Jesienna depresja to zjawisko dość powszechne. Dni stają się krótsze, pochmurne, a przyroda przestaje tryskać życiem, tak jak miało to miejsce jeszcze kilka tygodni wcześniej. Taka atmosfera sprzyja obniżeniu nastroju, które przez specjalistów nazywane jest sezonową chorobą afektywną. Rozpoczyna się ona w okresie jesienno-zimowym, a kończy wraz z nadejściem wiosny. Do jej charakterystycznych objawów zaliczyć można ciągłe zmęczenie, pogorszenie sprawności intelektualnej, depresyjne myśli, senność czy nerwowość. Dotyka ona przede wszystkim osoby mieszkające w środkowych i północnych szerokościach geograficznych. Zdecydowanie bardziej narażone są na nią kobiety - sezonowa depresja dotyka je nawet 4 razy częściej niż mężczyzn. Czy istnieją zatem sposoby, aby się przed tym uchronić? Oto kilka rad, dzięki którym będziesz czuła wiosnę przez cały rok!

DOBRA DIETA = DOBRE SAMOPOCZUCIE!

O tym, jak istotny jest wpływ diety na nasze samopoczucie, należy pamiętać nie tylko jesienią. W tym okresie szczególnie ważne jest jednak zadbanie o odpowiedni jadłospis. Warto zatem postawić na posiłki bogate w witaminy, szczególnie witaminę D, którą znaleźć możemy w rybach, tranie czy żółtkach jaj.
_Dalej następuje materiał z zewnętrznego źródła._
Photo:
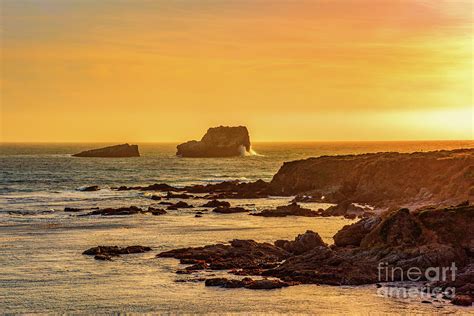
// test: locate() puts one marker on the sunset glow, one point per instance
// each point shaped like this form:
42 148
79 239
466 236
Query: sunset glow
288 70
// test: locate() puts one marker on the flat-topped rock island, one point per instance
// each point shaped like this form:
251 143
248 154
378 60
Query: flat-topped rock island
222 141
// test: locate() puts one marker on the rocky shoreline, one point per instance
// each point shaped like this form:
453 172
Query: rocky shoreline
377 188
398 241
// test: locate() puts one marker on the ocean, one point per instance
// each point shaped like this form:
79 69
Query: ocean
42 269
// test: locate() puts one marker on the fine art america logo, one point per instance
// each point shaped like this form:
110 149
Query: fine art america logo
433 275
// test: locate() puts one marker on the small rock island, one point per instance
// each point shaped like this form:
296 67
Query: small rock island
222 141
117 151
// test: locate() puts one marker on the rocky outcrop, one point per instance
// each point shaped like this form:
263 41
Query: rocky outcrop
121 211
236 255
302 243
382 179
117 151
395 242
107 252
216 203
352 235
222 141
152 187
248 283
288 210
91 188
229 210
179 205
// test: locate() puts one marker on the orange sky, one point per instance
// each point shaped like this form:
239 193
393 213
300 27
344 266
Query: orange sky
142 70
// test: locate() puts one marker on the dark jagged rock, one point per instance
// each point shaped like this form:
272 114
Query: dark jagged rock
397 242
165 203
116 211
400 240
179 205
103 257
89 188
463 300
105 252
344 208
248 283
216 203
438 178
153 187
75 210
240 254
302 243
222 141
352 235
122 211
229 210
117 151
156 211
463 283
171 195
288 210
308 198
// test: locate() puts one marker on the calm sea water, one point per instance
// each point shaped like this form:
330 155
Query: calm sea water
42 269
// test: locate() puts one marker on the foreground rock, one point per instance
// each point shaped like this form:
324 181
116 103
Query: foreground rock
107 252
117 151
216 203
238 254
396 242
153 187
348 210
248 283
414 180
230 210
288 210
222 141
91 188
121 211
179 205
302 243
463 285
223 190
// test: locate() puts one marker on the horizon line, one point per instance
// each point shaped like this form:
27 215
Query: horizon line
253 142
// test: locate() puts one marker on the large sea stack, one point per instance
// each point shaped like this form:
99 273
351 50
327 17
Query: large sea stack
117 151
222 141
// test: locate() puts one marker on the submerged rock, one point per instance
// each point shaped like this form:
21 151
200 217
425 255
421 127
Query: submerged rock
302 243
107 252
121 211
117 151
152 187
293 209
179 205
238 254
396 242
229 210
171 195
248 283
216 203
222 141
352 235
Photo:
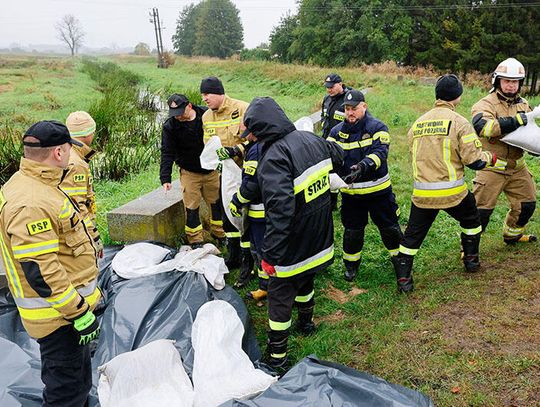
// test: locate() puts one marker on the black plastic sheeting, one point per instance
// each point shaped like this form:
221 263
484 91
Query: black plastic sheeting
138 311
134 313
315 383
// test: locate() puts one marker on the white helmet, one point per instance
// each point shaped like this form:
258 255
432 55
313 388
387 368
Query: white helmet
510 68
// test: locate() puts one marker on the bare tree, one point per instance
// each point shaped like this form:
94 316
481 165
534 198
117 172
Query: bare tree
70 31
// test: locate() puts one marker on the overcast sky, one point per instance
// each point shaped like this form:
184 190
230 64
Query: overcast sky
122 23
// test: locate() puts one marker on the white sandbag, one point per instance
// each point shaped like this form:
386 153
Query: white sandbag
208 158
336 183
221 369
231 179
151 376
304 123
141 259
135 259
526 137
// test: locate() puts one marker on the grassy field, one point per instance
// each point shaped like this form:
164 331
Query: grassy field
465 340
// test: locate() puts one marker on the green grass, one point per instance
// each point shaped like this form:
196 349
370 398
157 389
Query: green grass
465 340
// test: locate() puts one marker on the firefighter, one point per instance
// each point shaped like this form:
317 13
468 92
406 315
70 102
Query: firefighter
332 112
249 195
182 142
223 119
442 143
293 174
366 142
78 182
497 114
51 265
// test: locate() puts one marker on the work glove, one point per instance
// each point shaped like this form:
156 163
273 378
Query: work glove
531 116
87 327
227 152
235 210
268 269
357 172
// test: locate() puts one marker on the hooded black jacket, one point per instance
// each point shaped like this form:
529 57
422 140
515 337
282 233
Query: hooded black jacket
293 175
182 143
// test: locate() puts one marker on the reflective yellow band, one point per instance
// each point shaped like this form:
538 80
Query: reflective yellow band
375 159
11 272
307 264
305 298
405 250
193 230
352 256
279 326
35 249
472 232
439 193
75 191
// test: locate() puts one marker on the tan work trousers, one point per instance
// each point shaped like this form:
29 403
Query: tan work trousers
196 186
518 186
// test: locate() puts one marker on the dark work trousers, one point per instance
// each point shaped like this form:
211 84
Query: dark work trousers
66 369
421 219
283 293
256 236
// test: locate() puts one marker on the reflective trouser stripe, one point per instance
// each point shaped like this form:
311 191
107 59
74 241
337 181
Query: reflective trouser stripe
279 326
472 232
193 230
305 298
307 264
11 272
34 309
352 256
405 250
35 249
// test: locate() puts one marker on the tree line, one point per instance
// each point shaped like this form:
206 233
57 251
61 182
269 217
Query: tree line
460 36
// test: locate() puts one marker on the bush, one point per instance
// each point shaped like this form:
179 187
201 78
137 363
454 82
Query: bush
11 151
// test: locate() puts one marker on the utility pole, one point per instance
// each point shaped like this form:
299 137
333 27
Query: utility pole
154 19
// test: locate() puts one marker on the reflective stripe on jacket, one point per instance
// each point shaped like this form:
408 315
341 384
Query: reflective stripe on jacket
47 250
442 142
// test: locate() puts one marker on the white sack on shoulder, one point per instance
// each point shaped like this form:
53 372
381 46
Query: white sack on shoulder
151 376
221 369
526 137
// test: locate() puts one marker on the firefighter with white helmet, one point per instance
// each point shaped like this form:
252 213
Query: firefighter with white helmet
497 114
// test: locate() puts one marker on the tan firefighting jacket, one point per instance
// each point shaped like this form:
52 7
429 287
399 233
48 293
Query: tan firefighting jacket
225 122
485 114
47 252
78 184
442 142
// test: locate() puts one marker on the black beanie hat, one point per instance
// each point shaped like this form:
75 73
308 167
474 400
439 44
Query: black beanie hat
448 87
212 85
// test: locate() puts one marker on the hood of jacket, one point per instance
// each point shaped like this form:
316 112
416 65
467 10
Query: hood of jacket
266 120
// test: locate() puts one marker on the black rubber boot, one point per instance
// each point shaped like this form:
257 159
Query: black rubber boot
471 257
403 268
351 268
246 268
233 248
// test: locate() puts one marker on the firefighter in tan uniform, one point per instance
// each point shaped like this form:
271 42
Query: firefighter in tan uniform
442 143
494 116
223 119
50 260
78 183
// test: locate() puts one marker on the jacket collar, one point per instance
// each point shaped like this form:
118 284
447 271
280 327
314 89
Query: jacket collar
85 152
444 103
48 175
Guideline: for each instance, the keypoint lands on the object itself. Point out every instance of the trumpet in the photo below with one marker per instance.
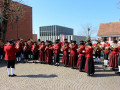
(98, 47)
(114, 46)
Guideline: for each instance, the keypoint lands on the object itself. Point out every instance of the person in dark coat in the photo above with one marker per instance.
(65, 57)
(81, 58)
(48, 53)
(56, 49)
(26, 51)
(89, 65)
(42, 52)
(113, 60)
(10, 57)
(72, 57)
(35, 51)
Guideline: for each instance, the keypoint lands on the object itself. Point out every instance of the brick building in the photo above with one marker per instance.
(24, 26)
(110, 31)
(34, 37)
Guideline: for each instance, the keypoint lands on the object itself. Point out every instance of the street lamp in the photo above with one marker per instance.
(88, 34)
(17, 18)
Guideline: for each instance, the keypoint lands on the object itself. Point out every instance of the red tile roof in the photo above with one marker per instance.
(107, 29)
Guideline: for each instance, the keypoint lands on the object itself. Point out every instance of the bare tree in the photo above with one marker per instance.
(11, 10)
(88, 30)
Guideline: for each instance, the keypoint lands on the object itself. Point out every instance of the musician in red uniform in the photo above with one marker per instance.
(18, 54)
(35, 51)
(30, 43)
(25, 51)
(97, 48)
(113, 62)
(65, 40)
(72, 57)
(81, 58)
(56, 49)
(1, 49)
(106, 52)
(48, 53)
(42, 52)
(89, 65)
(10, 57)
(65, 57)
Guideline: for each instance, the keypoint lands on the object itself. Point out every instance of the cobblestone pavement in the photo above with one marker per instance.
(31, 76)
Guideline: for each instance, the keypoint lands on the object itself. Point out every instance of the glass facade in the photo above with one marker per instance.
(55, 30)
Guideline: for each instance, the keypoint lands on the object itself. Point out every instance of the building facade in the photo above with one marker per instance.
(23, 26)
(109, 31)
(58, 32)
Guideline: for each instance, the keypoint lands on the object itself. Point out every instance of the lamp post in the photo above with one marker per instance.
(88, 34)
(17, 18)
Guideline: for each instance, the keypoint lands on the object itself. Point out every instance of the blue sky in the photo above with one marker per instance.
(75, 14)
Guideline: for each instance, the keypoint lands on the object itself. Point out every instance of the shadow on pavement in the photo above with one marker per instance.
(105, 75)
(39, 76)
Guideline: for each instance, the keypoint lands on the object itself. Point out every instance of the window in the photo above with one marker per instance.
(114, 38)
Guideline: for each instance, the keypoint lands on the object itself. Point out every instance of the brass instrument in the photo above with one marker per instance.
(114, 46)
(98, 47)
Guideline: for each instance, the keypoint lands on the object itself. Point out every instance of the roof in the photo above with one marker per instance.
(108, 29)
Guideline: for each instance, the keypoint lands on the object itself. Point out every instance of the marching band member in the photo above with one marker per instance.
(18, 54)
(48, 53)
(81, 58)
(56, 49)
(65, 57)
(25, 51)
(35, 51)
(1, 49)
(89, 65)
(65, 40)
(42, 52)
(72, 57)
(10, 57)
(30, 43)
(113, 62)
(97, 47)
(106, 51)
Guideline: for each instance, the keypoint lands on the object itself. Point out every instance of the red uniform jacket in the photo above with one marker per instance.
(10, 52)
(89, 52)
(56, 49)
(81, 49)
(59, 44)
(42, 48)
(65, 50)
(115, 50)
(95, 46)
(20, 46)
(25, 48)
(106, 45)
(73, 49)
(35, 48)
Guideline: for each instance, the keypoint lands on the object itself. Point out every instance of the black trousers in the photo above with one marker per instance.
(11, 63)
(35, 55)
(119, 60)
(91, 68)
(56, 57)
(82, 64)
(97, 54)
(106, 57)
(18, 54)
(25, 55)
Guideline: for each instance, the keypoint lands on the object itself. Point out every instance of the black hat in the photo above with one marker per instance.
(38, 39)
(115, 41)
(82, 42)
(90, 43)
(10, 41)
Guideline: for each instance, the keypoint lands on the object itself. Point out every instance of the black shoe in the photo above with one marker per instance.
(13, 75)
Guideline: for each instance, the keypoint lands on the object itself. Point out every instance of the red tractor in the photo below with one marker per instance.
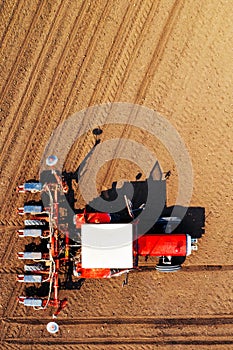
(102, 247)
Pożądanymi składnikami jesiennej diety są również owoce, warzywa, orzechy i ponownie ryby - zawarte w nich tłuszcze sprzyjają bowiem syntezie serotoniny odpowiedzialnej za nasz nastrój. Ponieważ jednak spożywanie tych produktów może nie być wystarczającym rozwiązaniem, warto w tym okresie postawić na dodatkowe suplementy.

ZWRACAJ UWAGĘ NA ŚWIATŁO

Przyczyny występowania sezonowej depresji badał prof. Siegfried Kasper, kierownik Kliniki Psychiatrii i Psychoterapii Uniwersytetu Medycznego w Wiedniu. Doszedł on do wniosku, że może ona mieć ścisły związek z zaburzeniami rytmu biologicznego. Nasz rytm dobowy regulowany jest bowiem przez światło słoneczne, w wyniku czego w nocy śpimy, a w dzień jesteśmy aktywni. Zmiany, które zachodzą w przyrodzie w okresie jesienno-zimowym oraz niedobór światła w ciągu dnia powodują, że czujemy się ospali i zmęczeni. Lekarstwem na sezonowe obniżenie nastroju jest zatem większa dawka światła, którą dostarczyć możemy sobie poprzez fototerapię. Warto również zwrócić uwagę na światło, które towarzyszy nam w życiu codziennym - w trakcie pracy oraz czynności wymagających koncentracji zalecane jest światło niebieskie, natomiast światło bogate w barwy ciepłe idealnie wpisuje się w wieczorną, relaksującą atmosferę.

MOC DZIURAWCA

Jednym z domowych sposobów na walkę z jesienną chandrą jest dziurawiec zwyczajny, którego zbawienna moc w leczeniu tego schorzenia została potwierdzona klinicznie. Przyjmować go można zarówno w postaci tabletek, jak i ziołowej herbatki. Ważne jednak, aby nie łączyć go z terapią światłem czy przyjmowaniem leków - w takim wypadku terapię dziurawcem powinnaś skonsultować z lekarzem!

Jesienna depresja to nie mit. Amerykańscy socjolodzy z uniwersytetu Cornell przeanalizowali wpisy prawie dwóch milionów użytkowników serwisu społecznościowego Twitter z 84 krajów i odkryli, że obniżenie nastroju, które pojawia się wraz z początkiem jesieni, to zjawisko powszechne - niezależnie od grupy społecznej czy kręgu kulturowego. Choć istnieją skuteczne sposoby, aby z nim walczyć, warto również zadbać o bardziej niepozorne aspekty. Staraj się spędzać czas na świeżym powietrzu, otaczaj się przyjaciółmi, postaw na aktywność fizyczną, a Twój nastrój to odzwierciedli!